Decision making in groups can be pretty stressful, especially if you are the leader.   How do you get everybody to decide on a direction?  Then how do you comfort and encourage those who do not agree?  I realize that 51% rules in politics, but I would hardly call 51% a mandate.  For the rest of us, especially those of us in church leadership, 51% also tell us that 49% of the people are unhappy.  Asking 49% of the people to just “suck it up and get on with life” is not very pastoral and does not lead to unity.

My goal in every decision making process is to arrive at Acts 15:28, “It seemed good to the Holy Spirit and to us…”

In my experience getting to a place of unity is not accomplished through majority rule decision making.  Unity becomes possible when all voices can be heard and everyone is empowered to stop the process and ask questions.  I will be the first to admit that this is not efficient and making a decision will require compromise from everyone.

In the last couple of months I have seen this process create unity in unexpected places.  Last November I was part of a team that gathered urban leaders from across the country for a consultation in Kansas City.  The leaders at this meeting represented all the political, theological and ethnic diversity that makes up the church.  Just deciding where to eat was going to be difficult.   Our team’s goal was to leave the meeting with a document that everyone could sign.

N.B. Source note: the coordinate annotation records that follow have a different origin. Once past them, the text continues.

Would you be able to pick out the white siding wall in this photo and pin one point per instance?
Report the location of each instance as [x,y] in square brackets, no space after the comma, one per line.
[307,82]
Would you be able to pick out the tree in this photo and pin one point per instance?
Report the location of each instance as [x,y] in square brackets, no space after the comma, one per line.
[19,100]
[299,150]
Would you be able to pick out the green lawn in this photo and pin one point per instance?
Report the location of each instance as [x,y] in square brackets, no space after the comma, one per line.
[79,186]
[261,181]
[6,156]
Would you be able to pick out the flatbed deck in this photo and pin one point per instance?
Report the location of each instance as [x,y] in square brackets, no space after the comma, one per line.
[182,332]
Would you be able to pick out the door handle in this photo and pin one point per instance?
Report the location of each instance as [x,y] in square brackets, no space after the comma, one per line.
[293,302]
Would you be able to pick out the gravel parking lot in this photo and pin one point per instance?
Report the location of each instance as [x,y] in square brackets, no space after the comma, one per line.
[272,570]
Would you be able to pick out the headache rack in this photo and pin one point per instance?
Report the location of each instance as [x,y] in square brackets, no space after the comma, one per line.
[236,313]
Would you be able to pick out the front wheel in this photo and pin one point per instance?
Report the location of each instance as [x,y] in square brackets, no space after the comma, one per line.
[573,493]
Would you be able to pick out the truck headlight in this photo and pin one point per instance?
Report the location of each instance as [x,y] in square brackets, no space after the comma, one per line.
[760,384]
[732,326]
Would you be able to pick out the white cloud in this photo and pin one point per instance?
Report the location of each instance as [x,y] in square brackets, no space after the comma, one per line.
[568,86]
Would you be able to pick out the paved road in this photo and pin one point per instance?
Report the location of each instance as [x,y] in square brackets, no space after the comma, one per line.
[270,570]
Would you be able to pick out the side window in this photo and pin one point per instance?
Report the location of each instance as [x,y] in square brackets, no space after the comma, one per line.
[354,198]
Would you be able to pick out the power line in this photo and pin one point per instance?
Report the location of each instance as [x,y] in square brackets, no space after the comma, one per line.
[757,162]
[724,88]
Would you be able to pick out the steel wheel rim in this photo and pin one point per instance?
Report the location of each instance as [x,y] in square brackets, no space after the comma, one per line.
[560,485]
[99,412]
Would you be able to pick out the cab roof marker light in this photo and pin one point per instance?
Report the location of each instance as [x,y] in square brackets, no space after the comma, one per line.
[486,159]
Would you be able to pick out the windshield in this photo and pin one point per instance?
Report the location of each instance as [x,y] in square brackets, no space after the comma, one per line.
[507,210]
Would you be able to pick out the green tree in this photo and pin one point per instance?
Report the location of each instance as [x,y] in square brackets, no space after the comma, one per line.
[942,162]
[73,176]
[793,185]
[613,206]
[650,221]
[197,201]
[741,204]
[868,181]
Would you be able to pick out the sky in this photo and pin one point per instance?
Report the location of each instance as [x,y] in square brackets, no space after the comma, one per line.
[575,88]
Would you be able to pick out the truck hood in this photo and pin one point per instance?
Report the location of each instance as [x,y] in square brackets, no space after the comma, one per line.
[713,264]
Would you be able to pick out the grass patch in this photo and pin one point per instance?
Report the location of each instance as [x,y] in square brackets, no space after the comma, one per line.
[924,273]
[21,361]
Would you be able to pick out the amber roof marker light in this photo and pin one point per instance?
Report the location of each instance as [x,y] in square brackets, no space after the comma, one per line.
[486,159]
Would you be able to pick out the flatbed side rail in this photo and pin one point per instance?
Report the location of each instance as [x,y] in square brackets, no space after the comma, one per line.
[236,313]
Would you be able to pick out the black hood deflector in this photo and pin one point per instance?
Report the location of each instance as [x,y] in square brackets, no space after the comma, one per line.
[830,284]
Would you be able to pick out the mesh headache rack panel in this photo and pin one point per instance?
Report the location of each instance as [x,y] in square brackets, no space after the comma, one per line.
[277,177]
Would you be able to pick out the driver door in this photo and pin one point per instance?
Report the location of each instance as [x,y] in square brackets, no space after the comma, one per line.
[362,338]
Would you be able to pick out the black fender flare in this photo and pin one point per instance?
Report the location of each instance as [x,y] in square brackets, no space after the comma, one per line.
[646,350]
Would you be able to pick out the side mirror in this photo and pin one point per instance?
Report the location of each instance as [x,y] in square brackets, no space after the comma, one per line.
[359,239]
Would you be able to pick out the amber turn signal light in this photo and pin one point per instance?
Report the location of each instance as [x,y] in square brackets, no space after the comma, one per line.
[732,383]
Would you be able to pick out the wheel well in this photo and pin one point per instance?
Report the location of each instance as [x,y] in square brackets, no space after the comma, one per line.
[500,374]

Last week I was part of a team interviewing candidates for a DOOR City Director.  After completing the interviews, we took a quick vote to see where people were at.  I was hoping that everyone was on the same page and the decision of who to hire would be quick and easy.  This was not the case.  The board was evenly divided.  This meant I could cast the deciding vote and the losers would just have to “suck it up.”  In a rare moment of clarity I did not choose this option.  Instead we moved into a consensus process, allowing everyone to express their opinions and ask questions.   This was not an easy process.

In both cases we were ultimately able to enjoy an Acts 15:28 moment.  There is a signed document and a new city director.  This did not happen because everyone got their way (consensus requires compromise), but because we created a space where everyone had an equal voice.  In doing this we arrived at a place where everyone could be comfortable with what was written and decided.